Temporal tracking application: the slum rate in Kampala increased from 8.4% (2015) to 8.6% (2023); Maputo from 35.3% to 41.2%; Dar es Salaam decreased from 17.3% to 12.6%.

Highlights & Insights¶

Million-scale dataset contribution: A large-scale slum segmentation dataset comprising 2.7M+ image patches across 12 cities is constructed, representing the largest benchmark in this domain.
Elegant combination of MoE and TTA: MoE naturally handles multi-region heterogeneity, and cross-expert consistency naturally provides a quality measure for pseudo-labels.
Failure of confidence-based filtering: The paper clearly demonstrates the fragility of entropy-based methods under domain shift, providing an important lesson for the TTA community.
Societal value: The framework supports slum monitoring in regions lacking official statistical data, with direct practical implications for urban policy-making.
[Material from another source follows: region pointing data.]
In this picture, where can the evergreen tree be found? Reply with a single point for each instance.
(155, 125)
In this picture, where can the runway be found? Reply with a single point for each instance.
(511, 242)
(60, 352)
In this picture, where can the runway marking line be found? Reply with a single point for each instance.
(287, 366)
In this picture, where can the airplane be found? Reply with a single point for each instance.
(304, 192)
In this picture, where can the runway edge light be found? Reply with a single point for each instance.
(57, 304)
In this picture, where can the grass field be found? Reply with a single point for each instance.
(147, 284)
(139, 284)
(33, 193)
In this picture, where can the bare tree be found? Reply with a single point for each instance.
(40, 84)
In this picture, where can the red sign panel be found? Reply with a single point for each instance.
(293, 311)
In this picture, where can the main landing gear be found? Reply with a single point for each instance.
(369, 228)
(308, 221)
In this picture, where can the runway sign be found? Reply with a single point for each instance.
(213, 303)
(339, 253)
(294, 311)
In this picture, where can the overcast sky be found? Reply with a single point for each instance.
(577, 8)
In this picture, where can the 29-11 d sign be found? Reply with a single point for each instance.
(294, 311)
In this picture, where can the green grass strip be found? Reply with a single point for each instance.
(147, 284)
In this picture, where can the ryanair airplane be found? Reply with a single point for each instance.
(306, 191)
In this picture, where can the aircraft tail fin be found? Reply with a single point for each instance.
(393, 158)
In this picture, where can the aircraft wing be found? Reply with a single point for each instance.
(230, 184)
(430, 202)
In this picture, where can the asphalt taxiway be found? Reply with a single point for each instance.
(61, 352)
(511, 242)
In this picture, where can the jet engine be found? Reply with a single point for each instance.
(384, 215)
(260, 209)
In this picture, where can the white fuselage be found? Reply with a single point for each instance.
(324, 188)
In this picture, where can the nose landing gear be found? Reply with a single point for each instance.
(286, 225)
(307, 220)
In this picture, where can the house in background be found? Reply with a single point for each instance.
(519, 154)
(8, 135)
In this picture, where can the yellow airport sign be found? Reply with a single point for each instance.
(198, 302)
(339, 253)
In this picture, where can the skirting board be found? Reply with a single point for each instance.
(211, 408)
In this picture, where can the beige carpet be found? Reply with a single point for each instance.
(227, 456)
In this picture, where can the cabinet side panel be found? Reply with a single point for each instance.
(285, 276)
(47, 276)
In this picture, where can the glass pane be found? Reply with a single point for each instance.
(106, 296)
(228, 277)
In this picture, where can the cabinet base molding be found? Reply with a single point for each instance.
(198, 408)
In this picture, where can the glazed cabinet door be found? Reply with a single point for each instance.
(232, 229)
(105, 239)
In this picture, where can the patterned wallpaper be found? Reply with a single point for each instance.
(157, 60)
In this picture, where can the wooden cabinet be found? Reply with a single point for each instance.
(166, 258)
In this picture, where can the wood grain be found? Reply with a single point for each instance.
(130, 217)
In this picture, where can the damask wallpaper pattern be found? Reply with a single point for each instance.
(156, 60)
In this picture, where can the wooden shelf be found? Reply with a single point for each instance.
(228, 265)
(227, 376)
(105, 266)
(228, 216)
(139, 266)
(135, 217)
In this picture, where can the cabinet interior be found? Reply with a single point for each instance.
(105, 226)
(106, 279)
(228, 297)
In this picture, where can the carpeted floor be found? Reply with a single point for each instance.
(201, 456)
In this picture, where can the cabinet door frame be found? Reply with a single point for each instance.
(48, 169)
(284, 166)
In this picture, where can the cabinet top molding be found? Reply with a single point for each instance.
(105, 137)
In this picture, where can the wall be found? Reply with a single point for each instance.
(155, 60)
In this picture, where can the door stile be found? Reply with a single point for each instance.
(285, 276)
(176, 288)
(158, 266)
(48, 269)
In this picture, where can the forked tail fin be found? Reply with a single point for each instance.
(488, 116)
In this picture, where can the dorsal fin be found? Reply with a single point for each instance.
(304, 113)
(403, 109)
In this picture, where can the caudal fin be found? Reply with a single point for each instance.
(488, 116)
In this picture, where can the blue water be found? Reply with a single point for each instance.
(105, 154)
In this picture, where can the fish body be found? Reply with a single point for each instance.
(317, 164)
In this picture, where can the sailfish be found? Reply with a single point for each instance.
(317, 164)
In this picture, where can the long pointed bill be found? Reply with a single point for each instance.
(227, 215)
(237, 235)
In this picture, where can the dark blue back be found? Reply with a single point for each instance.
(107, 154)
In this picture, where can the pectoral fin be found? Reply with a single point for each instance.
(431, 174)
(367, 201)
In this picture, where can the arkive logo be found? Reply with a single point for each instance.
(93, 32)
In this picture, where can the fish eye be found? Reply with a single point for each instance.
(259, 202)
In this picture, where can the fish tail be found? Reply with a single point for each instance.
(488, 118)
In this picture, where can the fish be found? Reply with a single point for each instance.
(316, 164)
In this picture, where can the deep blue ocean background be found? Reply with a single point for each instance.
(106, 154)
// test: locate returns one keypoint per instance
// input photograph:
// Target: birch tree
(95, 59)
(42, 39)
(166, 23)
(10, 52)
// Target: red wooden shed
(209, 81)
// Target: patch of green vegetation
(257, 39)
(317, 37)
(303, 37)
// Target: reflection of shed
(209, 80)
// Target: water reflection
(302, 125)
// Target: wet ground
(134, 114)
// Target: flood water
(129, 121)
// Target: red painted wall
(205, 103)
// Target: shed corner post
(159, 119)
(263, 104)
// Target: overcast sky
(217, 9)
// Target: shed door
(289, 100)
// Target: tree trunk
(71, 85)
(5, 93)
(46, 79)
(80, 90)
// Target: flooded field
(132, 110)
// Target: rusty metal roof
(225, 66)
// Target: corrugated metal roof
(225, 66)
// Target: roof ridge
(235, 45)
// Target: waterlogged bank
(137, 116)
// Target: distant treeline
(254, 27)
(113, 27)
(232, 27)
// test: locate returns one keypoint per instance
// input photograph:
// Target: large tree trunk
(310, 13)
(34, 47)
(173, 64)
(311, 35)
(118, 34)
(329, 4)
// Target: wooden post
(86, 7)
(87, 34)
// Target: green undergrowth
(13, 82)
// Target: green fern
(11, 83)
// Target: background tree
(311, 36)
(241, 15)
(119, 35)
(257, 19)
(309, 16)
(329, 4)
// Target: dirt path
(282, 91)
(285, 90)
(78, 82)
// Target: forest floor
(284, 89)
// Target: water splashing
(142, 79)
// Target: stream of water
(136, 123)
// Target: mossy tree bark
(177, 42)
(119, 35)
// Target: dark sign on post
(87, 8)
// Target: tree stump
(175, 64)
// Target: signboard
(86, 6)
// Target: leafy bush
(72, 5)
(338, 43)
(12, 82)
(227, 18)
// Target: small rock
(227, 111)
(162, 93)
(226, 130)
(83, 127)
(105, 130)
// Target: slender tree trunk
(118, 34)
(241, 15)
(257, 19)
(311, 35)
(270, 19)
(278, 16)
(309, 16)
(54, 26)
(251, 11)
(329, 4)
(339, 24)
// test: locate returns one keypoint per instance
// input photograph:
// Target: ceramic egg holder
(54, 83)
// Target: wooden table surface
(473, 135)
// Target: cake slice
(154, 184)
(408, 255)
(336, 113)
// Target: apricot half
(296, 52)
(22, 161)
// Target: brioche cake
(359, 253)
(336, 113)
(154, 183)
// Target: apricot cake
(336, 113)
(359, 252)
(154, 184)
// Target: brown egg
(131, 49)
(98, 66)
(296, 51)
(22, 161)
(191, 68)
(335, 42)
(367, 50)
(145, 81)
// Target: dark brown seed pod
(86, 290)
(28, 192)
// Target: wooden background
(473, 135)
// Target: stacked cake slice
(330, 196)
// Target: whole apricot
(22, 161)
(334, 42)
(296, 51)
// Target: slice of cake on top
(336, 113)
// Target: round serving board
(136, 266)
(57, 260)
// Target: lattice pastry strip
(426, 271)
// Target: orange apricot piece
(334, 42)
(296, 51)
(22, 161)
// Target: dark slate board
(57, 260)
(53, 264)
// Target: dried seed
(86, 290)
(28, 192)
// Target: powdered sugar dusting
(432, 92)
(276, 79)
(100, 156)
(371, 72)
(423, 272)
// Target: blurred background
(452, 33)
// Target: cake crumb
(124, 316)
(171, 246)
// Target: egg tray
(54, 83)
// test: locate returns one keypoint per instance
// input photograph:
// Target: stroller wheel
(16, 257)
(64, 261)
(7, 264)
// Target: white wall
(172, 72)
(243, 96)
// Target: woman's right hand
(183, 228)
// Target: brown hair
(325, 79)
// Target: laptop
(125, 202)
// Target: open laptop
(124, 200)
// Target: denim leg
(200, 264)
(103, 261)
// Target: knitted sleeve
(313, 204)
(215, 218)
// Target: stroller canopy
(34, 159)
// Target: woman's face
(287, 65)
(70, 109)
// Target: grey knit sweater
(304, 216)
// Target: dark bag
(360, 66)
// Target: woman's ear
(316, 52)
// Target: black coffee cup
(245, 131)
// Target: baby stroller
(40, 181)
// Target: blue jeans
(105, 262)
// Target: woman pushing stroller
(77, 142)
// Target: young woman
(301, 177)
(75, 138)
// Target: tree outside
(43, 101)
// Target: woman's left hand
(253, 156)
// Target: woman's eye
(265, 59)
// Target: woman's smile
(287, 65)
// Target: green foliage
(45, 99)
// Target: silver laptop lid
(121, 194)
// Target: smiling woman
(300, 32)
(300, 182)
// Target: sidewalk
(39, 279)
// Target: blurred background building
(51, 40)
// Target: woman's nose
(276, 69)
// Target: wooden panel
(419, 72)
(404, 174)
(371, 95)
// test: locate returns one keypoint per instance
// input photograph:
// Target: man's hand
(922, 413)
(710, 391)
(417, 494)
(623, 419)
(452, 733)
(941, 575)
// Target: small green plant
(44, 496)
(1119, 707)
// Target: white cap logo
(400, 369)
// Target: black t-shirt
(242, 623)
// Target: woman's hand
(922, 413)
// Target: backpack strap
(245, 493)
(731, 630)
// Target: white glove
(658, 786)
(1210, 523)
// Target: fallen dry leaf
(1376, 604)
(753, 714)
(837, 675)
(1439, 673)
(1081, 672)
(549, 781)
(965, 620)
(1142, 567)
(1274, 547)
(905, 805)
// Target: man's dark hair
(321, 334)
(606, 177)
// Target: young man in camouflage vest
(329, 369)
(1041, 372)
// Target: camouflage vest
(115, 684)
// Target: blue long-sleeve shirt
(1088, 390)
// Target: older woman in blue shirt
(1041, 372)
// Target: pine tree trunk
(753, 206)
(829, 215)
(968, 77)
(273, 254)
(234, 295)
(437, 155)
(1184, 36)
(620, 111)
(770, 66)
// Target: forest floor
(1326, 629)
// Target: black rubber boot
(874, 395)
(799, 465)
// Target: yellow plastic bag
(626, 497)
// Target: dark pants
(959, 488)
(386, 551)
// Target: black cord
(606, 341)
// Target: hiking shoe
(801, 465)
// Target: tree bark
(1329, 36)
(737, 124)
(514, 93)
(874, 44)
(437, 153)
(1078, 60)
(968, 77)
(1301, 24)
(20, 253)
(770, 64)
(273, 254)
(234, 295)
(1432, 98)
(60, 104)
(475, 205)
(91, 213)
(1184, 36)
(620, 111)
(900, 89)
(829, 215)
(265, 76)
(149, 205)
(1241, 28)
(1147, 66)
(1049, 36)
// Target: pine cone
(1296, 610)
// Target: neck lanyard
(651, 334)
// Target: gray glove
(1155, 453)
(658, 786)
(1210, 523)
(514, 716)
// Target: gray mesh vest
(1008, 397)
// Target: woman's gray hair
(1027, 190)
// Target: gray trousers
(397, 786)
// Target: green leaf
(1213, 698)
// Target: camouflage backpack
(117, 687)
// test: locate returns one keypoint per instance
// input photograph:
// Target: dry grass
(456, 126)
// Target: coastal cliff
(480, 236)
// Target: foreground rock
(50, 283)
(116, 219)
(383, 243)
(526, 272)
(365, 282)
Limitations & Future Work¶

Target domain evaluation is limited to three African cities; assessment on unseen cities in Asia or South America is absent.
The quality of the region classifier \(h_\psi\) directly affects routing accuracy, yet the robustness of the classifier itself is not thoroughly analyzed.
The filtering ratio \(\rho_s = 0.5\) is uniformly applied across all cities; adaptive adjustment could be considered.
The stability score relies solely on mIoU; finer-grained pixel-level uncertainty estimation could be explored.
Dataset annotations are partially derived from semi-supervised pseudo-labels, which may introduce annotation noise.

MoE in segmentation: This work represents the first successful application of MoE + TTA to remote sensing segmentation, demonstrating the value of region-specialized experts for cross-domain generalization.
Relationship to BeCoTTA: BeCoTTA also employs MoE adapters but lacks effective pseudo-label filtering; GRAM's cross-region consistency mechanism is the key differentiator.
Two-stage semi-supervised + fully supervised pipeline: The strategy of first generating pseudo-labels via ST++ and then training a fully supervised model provides a practical paradigm for large-scale annotation-scarce scenarios.
Inspiration: the cross-region MoE + consistency filtering approach is transferable to other remote sensing tasks (e.g., building detection, land use classification).

Rating¶

Novelty: ⭐⭐⭐⭐ — The combination of MoE and cross-expert consistency TTA is novel; the stability score design is elegant.
Experimental Thoroughness: ⭐⭐⭐⭐ — Large-scale dataset, comparison with multiple baselines, thorough ablation, and temporal tracking demonstration.
Writing Quality: ⭐⭐⭐⭐ — Method motivation is clearly articulated; geographic visualizations are intuitive.
Value: ⭐⭐⭐⭐⭐ — Open-source dataset and code; substantial real-world societal impact.